[Doc-SIG] rST hyperlink syntax

David Goodger goodger@users.sourceforge.net
Thu, 18 Oct 2001 23:04:03 -0400


I've posted "Reworking Explicit Markup", a new section from
alternatives.txt__, separately from this discussion. It contains an
organized analysis of the current and proposed syntaxes.

.. __: http://structuredtext.sourceforge.net/spec/alternatives.txt

[Alan]
> Anchors and named URIs are entirely different - one is a marker of a
> particular position in the document, the other associates a name
> with an external resource and has identical semantics regardless of
> its position in the document - yet they have the same syntax.

Whether they're "entirely different" or quite similar is a matter of
perception. (And terminology! [#]_) Internal hyperlink targets (called
"anchors" above), external targets [#]_ ("named URIs"), and indirect
targets associate a hyperlink name with a destination. The destination
for an internal hyperlink is a position inside the document, while an
external hyperlink's destination is a URI. This difference is
reflected in the link block.

.. [#] Call them internal/external/indirect "hyperlink targets" and
   they seem to have much more in common than calling them by
   completely different names. Let's get our terminology straight.
   Please see "Reworking Explicit Markup", posted separately.

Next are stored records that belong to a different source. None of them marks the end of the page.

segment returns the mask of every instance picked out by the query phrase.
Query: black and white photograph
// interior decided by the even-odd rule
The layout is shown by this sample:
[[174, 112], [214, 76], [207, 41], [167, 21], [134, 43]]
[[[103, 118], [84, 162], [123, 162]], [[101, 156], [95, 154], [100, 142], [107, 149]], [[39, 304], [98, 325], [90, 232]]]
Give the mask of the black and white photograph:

.. [#] Note that I recently changed the name from "indirect hyperlink
   target" to "external hyperlink target", since adding real indirect
   targets, e.g. ``.. _target: reference_``.

An anonymous hyperlink target can be external, internal, or indirect.
I don't see much use for anonymous internal hyperlink targets though.

Another way to think of them is with regards to the hyperlink
reference, the other end of the link. The target of ``hyperlink_`` in
the text may be internal or external, directly or indirectly. There's
no distinction at the reference.

> Comments are freeform, unless they happen to start with an
> underscore, in which case they can't contain a colon on the first
> line.

Stated that way, it sounds complicated, much worse than it actually
is. There's specific syntax for hyperlink targets, footnotes, and
directives. Anything not matching that syntax is a comment.

> All of them start with a comment syntax intended to imply "hidden",
> except that footnotes usually appear in visible output, and link
> URLs sometimes do.

[Tony]
> That's not my reading - I read them as "special" things, not
> "hidden" things.

I agree. The explicit markup start (not "comment syntax"), ".." at the
beginning of a block, indicates "exceptional" or "special". Again, a
matter of perception.

At present, there is a two-level syntax. First-level syntax is for the
common, easily recognizable constructs: the "what you see is what you
get" syntax. The explicit markup syntax is the one exception; it opens
up a second-level syntax, generally more abstract and less
representational, for special constructs. The first question here is,
do we keep two levels of syntax, or do we (at least parially) flatten
them by making new first-level syntax for all the second-level
constructs? If we choose to keep the two levels, the next question is:
can we modify the second-level syntax to make certain constructs
simpler, and how?

[Alan]
> IMHO, the attempt to cram these various constructs into ``.. ``
> seems like a mess, with very little advantage.  If we ditch that
> requirement::
> 
>     __ http://somewhere           anonymous uri
>     __ blah: http://somewhere     named uri
>     __ _blah                      anchor
>     __ [blah] blah blah           footnote
>     .. blah: http://somewhere     comment
>     .. directive:: foo            directive
> 
> Anchors are shorter, no longer look like refuris, and don't
> have the misleading colon which leads one to expect another argument,
> containment of a block, or both.

Again, a matter of perception. I don't consider the colon on internal
targets to be misleading at all. ``.. _a:`` says "the hyperlink 'a'
refers to whatever comes next", be it URI, reference, or a location in
its own document.

> Everything which can be linked to starts with ``__ ``,

Good, except for the inconsistent internal target ("anchor"), which
has an extra underscore.

> There's a potential ambiguity between anchors and anonymous URIs
> starting with an underscore or square bracket. The URI would have to
> be escaped in that case; no big deal.

It's another exception.

> There's potential for human confusion between anonymous and named
> URIs

I wouldn't worry about that. The presence or absence of a space is
immediately visible and significant to human eyes.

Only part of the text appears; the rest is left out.